Ernie Found and William Hurt (LD Entertainment)

 

Kelley is determined to not let Caroline down and so rallies the team and steps into Line’s place as setter. Kathy “Coach Brez” Bresnahan (Helen Hunt), also broken by the loss, works with Kelley to encourage the girls to pick up the mantra of Ernie’s foundation to “Live Like Line”—never back down, never stop fighting, and never stop smiling.

 

As thy regain their unity and inner spirit, Coach Brez encourages them to take another shot at State by winning the last fifteen games of the season. Miraculously they come back with Ernie Found in the stands cheering them on wearing Live Like Line t-shirts and a picture of Caroline with them at every game, giving them the impetus to reach for their second State championship title without their star player. In a less-than-soupy moment, this story actually draws on the heart. It seems like it can be the same kind of sports comeback as Miracle or Invincible. Yet, what makes this film different is that it is about a strong women’s sports team, uncommon in film history.

 

As the real Kathy Bresnahan says, this film is about, “women finding their voice.” She finds that this particular story “transcends the sports crowd because it is a film of hope and perseverance.”

 

Helen Hunt as Coach Kathy Bresnahan (LD Entertainment)

 

Truly, it is one of hope that centers on a unique young woman who was always thinking of the other, not about herself. The real Ernie Found says of his daughter that she was, “a ball of fire not always going in the right direction, but she was present to people and loved to generate a smile from someone else. Her energy was boundless.” Many star sports players are smart and cocky, rather self-centered and arrogant. Not Line. She lived an aura of kindness and generosity in life and in volleyball. She loved with extravagance, so much so that it makes her a striking and exceptional heroine, one that young athletes can emulate.
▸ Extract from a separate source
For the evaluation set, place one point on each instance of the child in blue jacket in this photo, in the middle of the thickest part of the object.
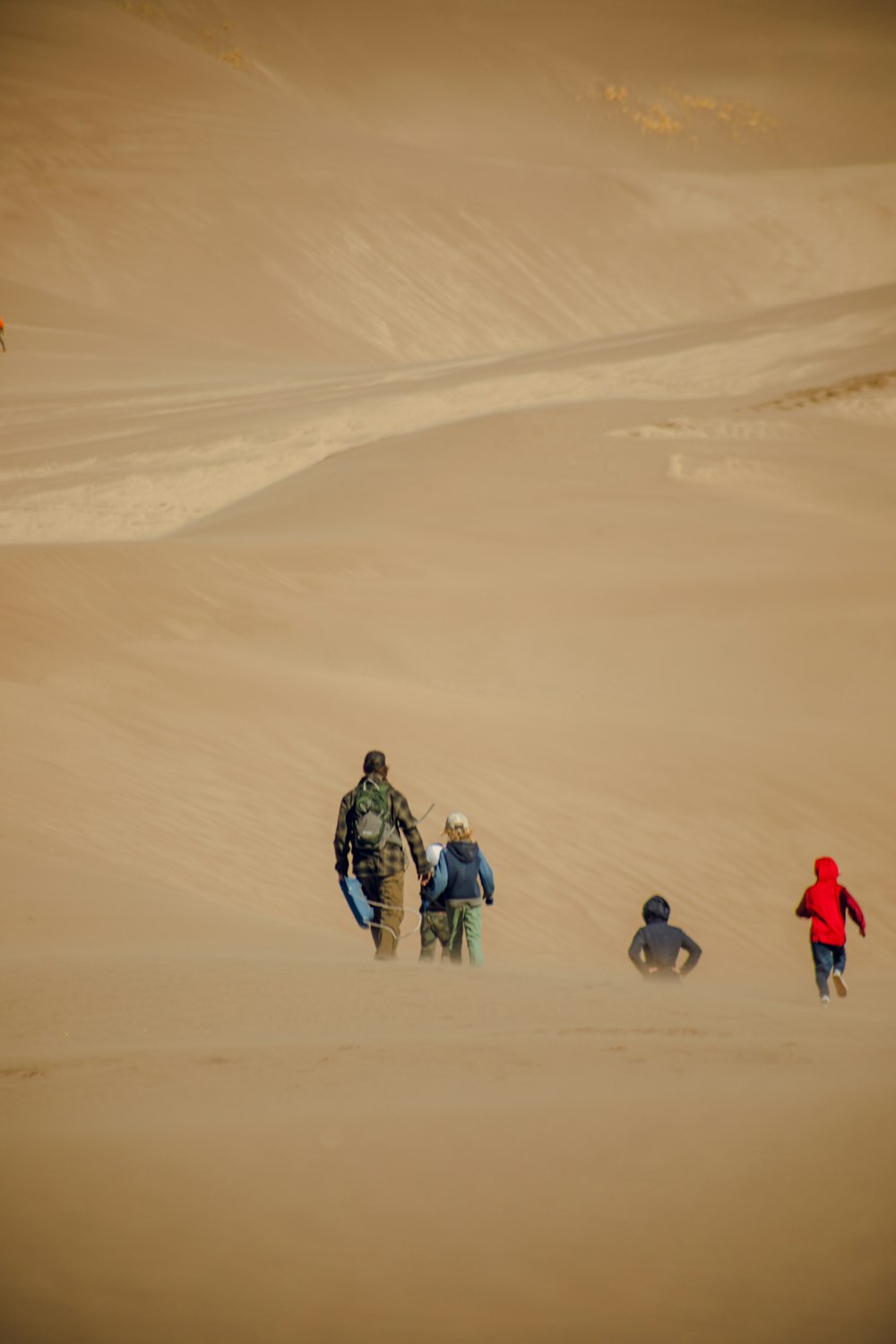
(462, 876)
This is the hope of Sean McNamara, as in the legacy of his former films, Soul Surfer and Hoovey.

 

What makes this film so appealing is that the basis of the story is, as Ernie says, “the ultimate and personal tragedy.” It comes out of the grief of loss and interior pain. When one can go through such sorrow and turn it into a power for good, it then becomes the perfect resurrection story, an Easter story. I hope that many young women will watch this film and have the courage to live like Line.